EAST AFRICA – The East African Legislative Assembly (EALA) has tabled a motion seeking for the formation of a regional body on food security and nutrition in the East African Community member states.
According to Mathias Kasamba, a member of the EALA, the motion will help fast-track formation of the institution to spearhead research, food standardisation and distribution logistics.
Integration of the regional body will is also expected to reinforce the co-operation between the six east African countries at economic and infrastructural levels among others.
Speaking during the launch of the Eastern Africa Parliamentary Alliance for Food Security and Nutrition (EAPA – FSN) in Arusha in Tanzania, Mr Kasamba said that the motion will also harmonise resources in the region to ensure it becomes self-sufficient in food production.
According to him, the region has sufficient agricultural capacity and potential to meet its local demand and curtail its overreliance on some food imports such as maize, wheat and rice.

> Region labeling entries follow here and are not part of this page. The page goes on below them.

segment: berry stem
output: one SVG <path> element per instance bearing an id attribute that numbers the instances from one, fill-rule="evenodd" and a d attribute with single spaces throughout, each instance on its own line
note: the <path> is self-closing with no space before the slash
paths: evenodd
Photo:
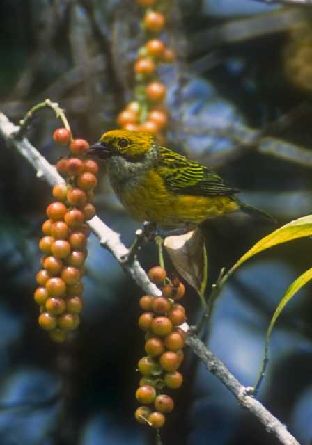
<path id="1" fill-rule="evenodd" d="M 61 120 L 64 127 L 70 131 L 70 134 L 72 134 L 70 124 L 64 113 L 64 110 L 63 110 L 56 102 L 52 102 L 49 99 L 46 99 L 44 102 L 37 104 L 27 111 L 24 118 L 20 121 L 20 129 L 15 135 L 17 139 L 21 140 L 24 138 L 34 119 L 35 114 L 46 108 L 50 108 L 55 111 L 56 118 L 59 118 Z M 71 136 L 71 140 L 72 140 L 72 136 Z"/>

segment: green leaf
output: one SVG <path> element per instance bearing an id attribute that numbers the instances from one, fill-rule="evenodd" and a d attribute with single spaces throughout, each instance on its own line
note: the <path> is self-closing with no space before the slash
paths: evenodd
<path id="1" fill-rule="evenodd" d="M 265 236 L 265 238 L 260 239 L 260 241 L 258 241 L 250 250 L 245 253 L 244 255 L 234 264 L 226 274 L 226 277 L 228 277 L 242 263 L 244 263 L 244 261 L 249 258 L 256 255 L 256 254 L 265 250 L 265 249 L 268 249 L 269 248 L 272 248 L 274 245 L 276 245 L 277 244 L 281 244 L 282 243 L 290 241 L 296 238 L 309 236 L 311 235 L 312 235 L 312 215 L 303 216 L 294 221 L 290 221 L 290 222 L 286 224 L 279 229 L 277 229 L 277 230 L 274 230 L 272 234 L 270 234 L 267 236 Z"/>
<path id="2" fill-rule="evenodd" d="M 299 218 L 302 219 L 302 218 Z M 302 287 L 304 286 L 308 281 L 312 279 L 312 268 L 309 269 L 302 275 L 300 275 L 297 280 L 294 281 L 294 282 L 290 284 L 287 291 L 285 293 L 283 298 L 279 302 L 278 307 L 276 307 L 275 312 L 273 314 L 273 316 L 270 323 L 269 328 L 267 332 L 267 336 L 265 337 L 265 353 L 263 359 L 263 366 L 261 367 L 260 371 L 259 373 L 259 375 L 257 379 L 257 382 L 254 386 L 254 392 L 256 393 L 259 388 L 260 384 L 262 381 L 262 379 L 264 376 L 264 371 L 265 366 L 267 365 L 268 361 L 268 353 L 267 349 L 269 346 L 269 340 L 271 335 L 272 330 L 273 329 L 273 326 L 276 321 L 277 317 L 281 314 L 281 311 L 285 307 L 286 305 L 288 302 L 288 301 L 293 297 L 293 296 Z"/>
<path id="3" fill-rule="evenodd" d="M 164 246 L 180 275 L 198 293 L 205 306 L 207 254 L 205 238 L 199 229 L 185 235 L 167 236 Z"/>

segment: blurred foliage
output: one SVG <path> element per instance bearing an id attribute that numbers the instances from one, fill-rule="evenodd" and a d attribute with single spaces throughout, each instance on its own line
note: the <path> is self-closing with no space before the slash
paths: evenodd
<path id="1" fill-rule="evenodd" d="M 167 145 L 217 169 L 244 191 L 243 200 L 280 224 L 311 213 L 311 91 L 298 83 L 298 71 L 292 80 L 284 56 L 294 35 L 293 54 L 299 52 L 296 26 L 303 24 L 312 35 L 309 10 L 249 0 L 173 3 L 163 38 L 178 57 L 159 70 L 168 88 Z M 131 99 L 132 63 L 142 43 L 142 11 L 135 2 L 3 0 L 1 11 L 1 111 L 17 124 L 48 97 L 65 109 L 75 137 L 92 143 L 116 128 L 118 113 Z M 52 163 L 63 154 L 52 142 L 57 127 L 47 111 L 28 135 Z M 37 325 L 33 301 L 40 226 L 52 195 L 2 140 L 0 152 L 0 442 L 154 443 L 153 432 L 133 416 L 144 342 L 137 327 L 141 290 L 91 236 L 81 325 L 66 345 L 52 344 Z M 130 245 L 139 223 L 116 201 L 104 168 L 102 175 L 98 215 Z M 274 227 L 237 214 L 202 229 L 209 290 L 221 267 L 230 268 Z M 218 300 L 211 347 L 243 384 L 254 382 L 272 315 L 309 267 L 311 252 L 311 240 L 303 238 L 259 254 L 234 274 Z M 143 245 L 139 259 L 146 270 L 155 266 L 156 248 Z M 259 394 L 303 443 L 312 439 L 304 421 L 312 397 L 310 293 L 308 284 L 281 315 Z M 201 307 L 189 287 L 183 300 L 194 324 Z M 164 445 L 277 443 L 195 357 L 189 356 L 182 371 Z"/>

Kenya, for instance, spends about US$400 million every year on wheat importation while the bloc as a net importer of maize, wheat and rice spends over US$2 billion annually.
Chimimba Phiri, the Food and Agriculture Organisation sub-regional co-ordinator for Eastern Africa and a representative to the AU Commission and the UN Economic Commission for Africa urged countries to formulate and apply national and regional agricultural investment plans and other policies and legislative frameworks.
“Governments’ efforts to achieve a world without hunger and malnutrition by 2030 are painfully slow,” he said.
Dr Phiri noted that at least 7.1 million households in the region are expected to experience food gaps in agro-pastoral areas during the October to December rainy seasons.
According to Abdi Ali Hassan, EAPAFSN chair, failure to put food security and nutrition on national agendas, lack of streamlined polices and legislation for land tenure and access to financial resources are some of the major impediments towards achieving food security.
Addressing infrastructural challenges was also cited to potentially contribute towards enhancing food insecurity and reduction of malnutrition in the region.
Composed of six countries: Kenya, Rwanda, Tanzania, Uganda, South Sudan and Burundi, the East Africa community has an estimated population of around 140 million people.